The Guernsey Literary and Potato Peel Pie Society
by Mary Anne Shaffer and Annie Barrows
The title scared me. It sounded kind weird/ flimsy/ too girlie for my tastes. But it had great reviews and I am a sucker for reviews. So..I read it and I loved it. The entire story is told through a series of letters. The story takes place in the aftermath of World War II. I loved the people of Guernsey, the history, the love stories and I found myself hungry for more when the book ended. I highly recommend this one!
From Publisher's Weekly
The letters comprising this small charming novel begin in 1946, when single, 30-something author Juliet Ashton writes to her publisher to say she is tired of covering the sunny side of war and its aftermath.
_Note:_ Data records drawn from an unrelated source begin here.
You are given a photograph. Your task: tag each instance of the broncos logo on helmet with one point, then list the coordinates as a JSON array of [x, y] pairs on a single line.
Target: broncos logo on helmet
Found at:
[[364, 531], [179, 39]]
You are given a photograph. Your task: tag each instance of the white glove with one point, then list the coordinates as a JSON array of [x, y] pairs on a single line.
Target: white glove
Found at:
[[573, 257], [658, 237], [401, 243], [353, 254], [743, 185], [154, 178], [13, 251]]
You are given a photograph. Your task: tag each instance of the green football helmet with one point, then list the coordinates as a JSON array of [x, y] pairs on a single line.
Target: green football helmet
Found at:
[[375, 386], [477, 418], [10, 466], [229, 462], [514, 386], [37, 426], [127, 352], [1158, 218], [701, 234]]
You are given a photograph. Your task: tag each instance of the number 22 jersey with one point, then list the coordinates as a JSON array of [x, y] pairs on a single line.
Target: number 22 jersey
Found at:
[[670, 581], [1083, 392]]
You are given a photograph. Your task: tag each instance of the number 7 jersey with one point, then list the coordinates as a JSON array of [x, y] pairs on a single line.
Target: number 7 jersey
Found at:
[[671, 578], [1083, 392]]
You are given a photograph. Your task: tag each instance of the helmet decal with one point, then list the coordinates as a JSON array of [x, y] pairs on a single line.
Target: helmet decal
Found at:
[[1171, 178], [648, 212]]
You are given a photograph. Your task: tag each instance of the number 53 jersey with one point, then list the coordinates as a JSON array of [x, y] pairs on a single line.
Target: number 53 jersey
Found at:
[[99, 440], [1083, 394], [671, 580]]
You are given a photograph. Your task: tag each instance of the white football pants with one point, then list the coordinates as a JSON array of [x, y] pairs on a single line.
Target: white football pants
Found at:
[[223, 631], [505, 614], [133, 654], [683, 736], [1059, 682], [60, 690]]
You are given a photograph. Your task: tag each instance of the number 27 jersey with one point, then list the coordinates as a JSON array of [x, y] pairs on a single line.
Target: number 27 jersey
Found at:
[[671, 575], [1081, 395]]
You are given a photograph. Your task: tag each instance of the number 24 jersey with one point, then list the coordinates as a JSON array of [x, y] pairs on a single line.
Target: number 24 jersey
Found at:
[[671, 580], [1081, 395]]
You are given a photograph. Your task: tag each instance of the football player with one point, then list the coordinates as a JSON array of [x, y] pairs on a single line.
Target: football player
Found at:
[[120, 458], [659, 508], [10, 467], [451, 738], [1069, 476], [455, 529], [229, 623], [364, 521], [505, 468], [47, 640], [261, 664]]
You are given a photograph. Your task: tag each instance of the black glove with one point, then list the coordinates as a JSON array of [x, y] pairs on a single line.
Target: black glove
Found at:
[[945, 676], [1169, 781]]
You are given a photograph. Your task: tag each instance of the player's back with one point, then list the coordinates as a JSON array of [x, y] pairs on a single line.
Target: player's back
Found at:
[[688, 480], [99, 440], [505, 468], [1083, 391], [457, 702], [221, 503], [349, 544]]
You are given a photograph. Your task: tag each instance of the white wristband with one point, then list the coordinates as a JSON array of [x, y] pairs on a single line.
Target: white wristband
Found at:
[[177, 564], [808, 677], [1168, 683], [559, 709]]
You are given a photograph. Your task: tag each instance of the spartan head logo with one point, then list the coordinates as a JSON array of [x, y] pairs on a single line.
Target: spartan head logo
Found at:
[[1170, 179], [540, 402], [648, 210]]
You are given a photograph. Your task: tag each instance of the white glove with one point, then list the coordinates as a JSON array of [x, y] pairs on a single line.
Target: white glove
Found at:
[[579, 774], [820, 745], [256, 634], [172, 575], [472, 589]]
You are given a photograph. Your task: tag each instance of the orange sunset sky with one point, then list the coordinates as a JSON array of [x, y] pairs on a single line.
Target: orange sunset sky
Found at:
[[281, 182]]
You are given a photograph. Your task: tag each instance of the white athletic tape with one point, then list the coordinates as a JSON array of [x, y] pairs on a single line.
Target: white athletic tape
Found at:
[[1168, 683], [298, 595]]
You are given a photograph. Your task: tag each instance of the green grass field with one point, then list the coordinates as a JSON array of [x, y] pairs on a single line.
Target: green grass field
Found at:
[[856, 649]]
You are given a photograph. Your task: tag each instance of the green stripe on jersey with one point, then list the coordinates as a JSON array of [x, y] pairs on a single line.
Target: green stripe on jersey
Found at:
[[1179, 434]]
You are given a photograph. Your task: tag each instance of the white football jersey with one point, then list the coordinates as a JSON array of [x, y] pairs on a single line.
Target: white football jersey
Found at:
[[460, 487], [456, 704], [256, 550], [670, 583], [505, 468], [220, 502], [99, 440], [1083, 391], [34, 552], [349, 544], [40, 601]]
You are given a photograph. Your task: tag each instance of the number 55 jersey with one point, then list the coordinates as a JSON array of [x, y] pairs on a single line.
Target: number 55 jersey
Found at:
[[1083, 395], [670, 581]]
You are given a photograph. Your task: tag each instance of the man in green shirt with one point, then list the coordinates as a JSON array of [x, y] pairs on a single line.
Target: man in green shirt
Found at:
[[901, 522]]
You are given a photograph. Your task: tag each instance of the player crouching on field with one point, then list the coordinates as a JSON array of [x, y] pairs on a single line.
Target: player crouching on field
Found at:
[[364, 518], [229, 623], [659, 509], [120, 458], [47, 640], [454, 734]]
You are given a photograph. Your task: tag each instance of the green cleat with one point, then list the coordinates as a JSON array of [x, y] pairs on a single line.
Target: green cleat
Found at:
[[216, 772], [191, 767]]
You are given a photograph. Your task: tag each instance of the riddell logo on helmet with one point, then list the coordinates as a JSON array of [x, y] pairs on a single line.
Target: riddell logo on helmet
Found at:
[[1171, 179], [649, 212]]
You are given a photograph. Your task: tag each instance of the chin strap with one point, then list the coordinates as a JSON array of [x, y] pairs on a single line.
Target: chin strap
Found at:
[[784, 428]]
When Guernsey farmer Dawsey Adams finds Juliet's name in a used book and invites articulate—and not-so-articulate—neighbors to write Juliet with their stories, the book's epistolary circle widens, putting Juliet back in the path of war stories. The occasionally contrived letters jump from incident to incident—including the formation of the Guernsey Literary and Potato Peel Pie Society while Guernsey was under German occupation—and person to person in a manner that feels disjointed. But Juliet's quips are so clever, the Guernsey inhabitants so enchanting and the small acts of heroism so vivid and moving that one forgives the authors (Shaffer died earlier this year) for not being able to settle on a single person or plot. Juliet finds in the letters not just inspiration for her next work, but also for her life—as will readers.